Riding the wave toward expanded use of integrin-targeting angiogenic drugs, an agent requiring a complicated process of synthesis can now be generated in similar form with a simple kit. The agent, F-18 alfatide, is radiolabeled with integrin avb3-targeting peptides that bind to active tumor processes in squamous or adenomatous carcinoma--in this case of the lungs, according to research published this month in The Journal of Nuclear Medicine.

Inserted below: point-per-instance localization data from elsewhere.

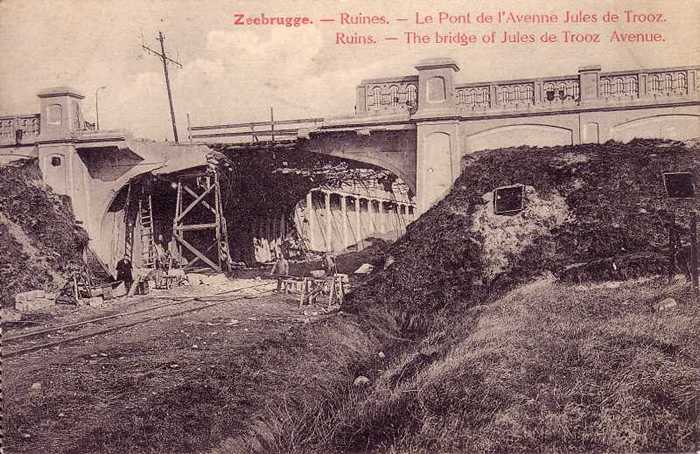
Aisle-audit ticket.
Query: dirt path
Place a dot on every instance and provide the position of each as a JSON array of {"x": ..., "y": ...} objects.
[{"x": 177, "y": 383}]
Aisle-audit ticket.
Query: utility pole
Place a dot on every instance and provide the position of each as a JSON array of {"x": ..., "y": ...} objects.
[{"x": 163, "y": 56}]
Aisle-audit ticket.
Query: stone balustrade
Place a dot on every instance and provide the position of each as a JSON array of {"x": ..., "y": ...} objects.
[
  {"x": 391, "y": 95},
  {"x": 642, "y": 86},
  {"x": 337, "y": 219}
]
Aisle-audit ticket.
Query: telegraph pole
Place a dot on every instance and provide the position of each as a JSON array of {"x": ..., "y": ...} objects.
[{"x": 164, "y": 57}]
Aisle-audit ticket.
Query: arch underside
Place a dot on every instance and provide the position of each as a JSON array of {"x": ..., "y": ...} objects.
[{"x": 668, "y": 126}]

Weixing Wan, MBBS, from the Jiangsu Key Laboratory of Molecular Nuclear Medicine, Jiangsu Institute of Nuclear Medicine, in Wuxi, China, and colleagues, elaborated on a single-step lyophilized kit for radiolabeling PRGD2 with fluorine-18 to generate F-18 alfatide and tested its efficacy for the detection of lung tumors. This novel agent is being presented as an alternative to the recently approved F-18 FPPRGD2, which requires multiple steps to synthesize.
“Noninvasive PET imaging of integrin avb3 has become an important tool for tumor diagnosis and treatment monitoring in both preclinical and clinical studies,” wrote Wan et al. “Currently, several F-18 labeled RGD peptides have been evaluated in clinical trials, and a more widespread use of PET imaging of integrin expression is expected in the near future. F-18 FPPRGD2 is one of the promising radiolabeled RGD peptides, with desirable pharmacokinetic properties for clinical noninvasive PET imaging of avb3 expression.”

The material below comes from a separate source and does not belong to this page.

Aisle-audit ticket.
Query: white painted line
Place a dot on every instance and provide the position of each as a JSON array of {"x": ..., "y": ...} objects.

F-18 FPPRGD2 has been shown to have a strong affinity to integrins, but without a more efficient method of synthesis, the promise of F-18 FPPRGD2 for diagnostic angiogenic and potential therapeutic antiangiogenic drugs might not be fully realized. The kit uses a fluoride–aluminum complex that simplifies production of the agent. The formulation was streamlined and optimized for F-18 activity, reaction time, temperature and pH balance. Results from this study provided a high yield of about 42.1 percent compared to previous reports of 5 to 25 percent yield.

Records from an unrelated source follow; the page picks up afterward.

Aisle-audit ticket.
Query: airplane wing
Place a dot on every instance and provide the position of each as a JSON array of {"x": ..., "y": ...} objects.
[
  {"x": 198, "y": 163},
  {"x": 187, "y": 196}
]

“F-18 alfatide can be produced with excellent radiochemical yield and purity via a simple, one-step, lyophilized kit,” wrote the authors. “PET scanning with F-18 alfatide allows specific imaging of avb3 expression with good contrast in lung cancer patients. This technique might be used for the assessment of angiogenesis and for planning and response evaluation of cancer therapies that would affect angiogenesis status and integrin expression levels.”
For this study, nine male patients with lung cancer who had been diagnosed by biopsy, CT or F-18 FDG PET underwent F-18 alfatide PET imaging and one patient with tuberculosis received both PET and F-18 FDG imaging. Standardized uptake values were recorded at 30 minutes and one hour following injection. Expression of integrin was confirmed by staining intensity quantification and immunohistochemistry. Results showed that under optimal conditions the new method of synthesis required 20 minutes and provided a radiochemical purity rate of more than 95 percent. All tumors present in the nine patients were detected using F-18 alfatide.
“Our experience showed that the alfatide-labeling method is reliable, giving similar labeling yields from day to day. And after more than 100 kit labels, we haven’t encountered even a single failure,” the authors added. “By formulating peptides into kits, uncertainties about obtaining a successful labeled product can be avoided. Because of the simplicity of the method, an advantage is that additional studies can be easily performed in a single day.”
Additional clinical studies will need to be conducted with F-18 alfatide in order to secure its effectiveness and viability for antiangiogenic treatment and therapy monitoring to be used in conjunction with chemotherapy and radiotherapy for patients with a range of squamous or adenomatous carcinomas.